Heroes– who’s making the news for doing the right thing:
- Two insurers — Allstate and American Family Insurance — announced Monday they will give back about $800 million to their auto insurance customers because people are driving far less during the coronavirus crisis. Allstate said it will refund about 15% of premiums paid by its customers in April and May, which comes to a total of about $600 million.

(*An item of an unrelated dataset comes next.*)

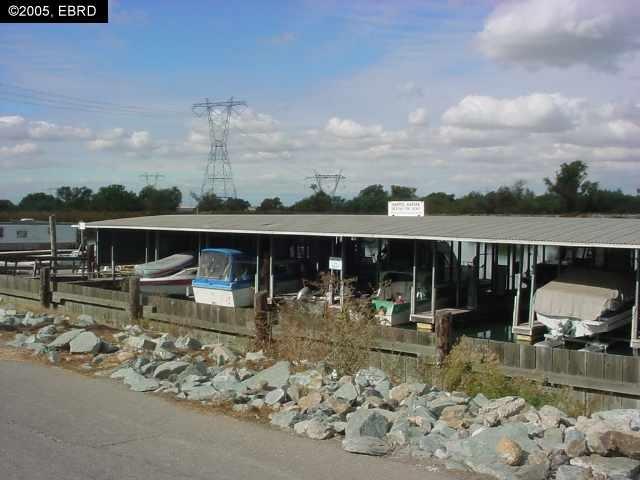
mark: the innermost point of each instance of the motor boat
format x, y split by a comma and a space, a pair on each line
583, 302
176, 284
225, 277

- Wines from Union Square Hospitality Group restaurants including Gramercy Tavern, The Modern, Union Square Cafe, Maialino, and Marta are up for bids starting today. Following the news that Danny Meyer’s massively popular Shake Shack chain returned its $10 million small business loan, Meyer has now teamed up with Zachys Wine to auction off rare bottles from the wine cellars of his fine-dining restaurants to raise money for HUGS, Union Square Hospitality Group’s employee relief fund. The fund has so far awarded over $700,000 in grants. Zachys expects the sale, which offers wines from the cellars from Meyer’s restaurants Gramercy Tavern, The Modern, Union Square Cafe, Maialino, and Marta, to realize in excess of $1,000,000 in addition to that.
- José Andrés has mobilized his nonprofit, World Central Kitchen, to help feed emergency dispatchers, sanitation workers, and families in need all across the country. On Twitter, he’s been a vocal advocate for government action to keep food banks funded and save small businesses, and on Thursday, he announced an impressive commitment to healthcare workers: Once his restaurants reopen, they’ll eat for free for the rest of the year.

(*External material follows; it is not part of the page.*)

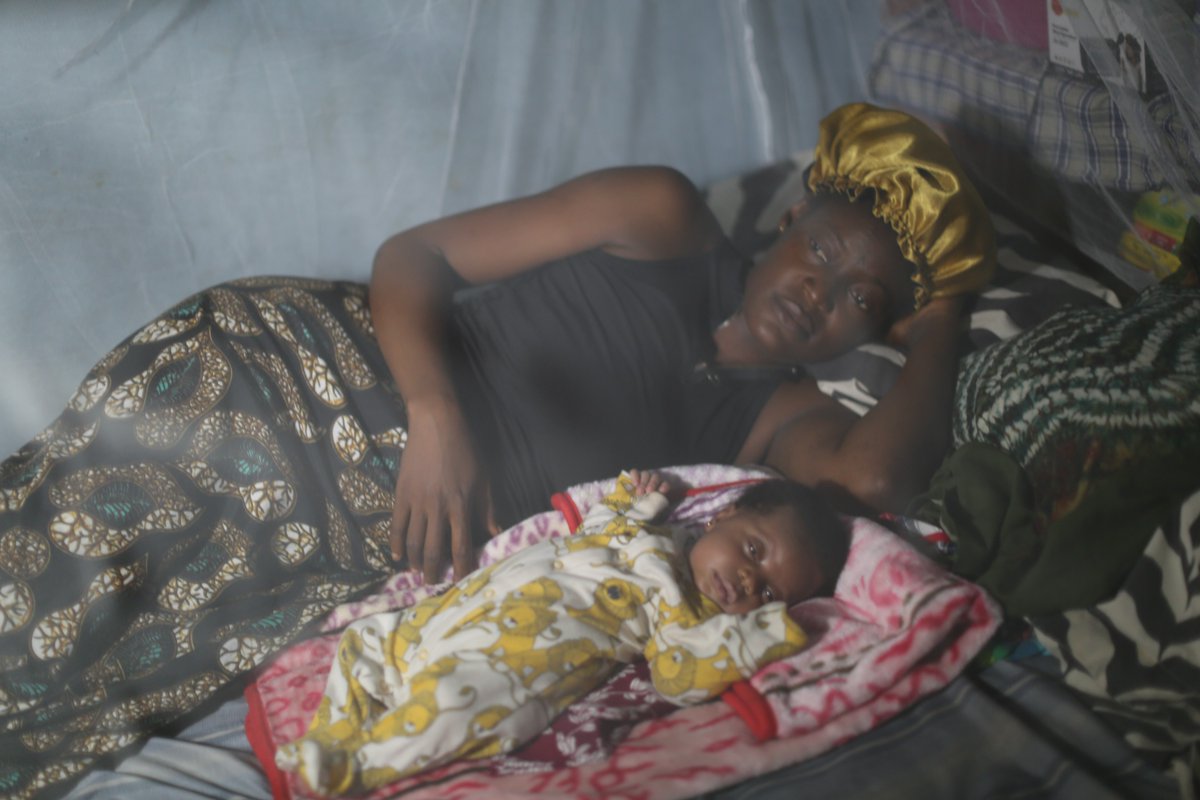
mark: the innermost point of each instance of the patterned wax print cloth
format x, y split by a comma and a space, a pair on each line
484, 667
897, 630
209, 492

- In a release from the Bill & Melinda Gates Foundation: “This year marks the twentieth anniversary of the Bill & Melinda Gates Foundation. With a pandemic bringing painful human, social, and economic costs, it’s not a time for celebration. But it does feel that the investments we’ve made, expertise we’ve built, and experience we’ve gained over the last two decades has prepared us for this moment. From day one, the foundation has embraced a data-led, evidence-based approach to improving health, reducing poverty, and expanding opportunity. We rely on scientific and technical expertise. Together, these building blocks mean that in addition to our financial resources, we have the capacity and capability to play a significant role in the COVID-19 response. This is a unique situation; we are in a unique position to help. And today, we are announcing additional funding of $150 million that brings our total commitment so far to more than $250 million.”
What is summer without a cookout? Oscar Mayer has found a solution to the typical backyard, summer cookouts with its latest campaign, Front Yard Cookout.
This new campaign is suggesting people do a Front Yard Cookout on May 2 where they can see their neighbors, but from a distance of at least 12 hot dogs apart. However, from now until the end of May, each time someone shares an image from a cookout with the #FrontYardCookout Oscar Mayer will donate a meal to Feeding America, which is already getting 1 million meals from the Kraft Heinz brand.
During this epidemic, brands are having to go above and beyond to rethink its typical strategies, with ones in line with today’s current health concerns, while still engaging its audience. Oscar Mayer pairing a social distancing approach with charity, during its busiest season is just another example of how brands are utilizing their platform to spread positivity and awareness.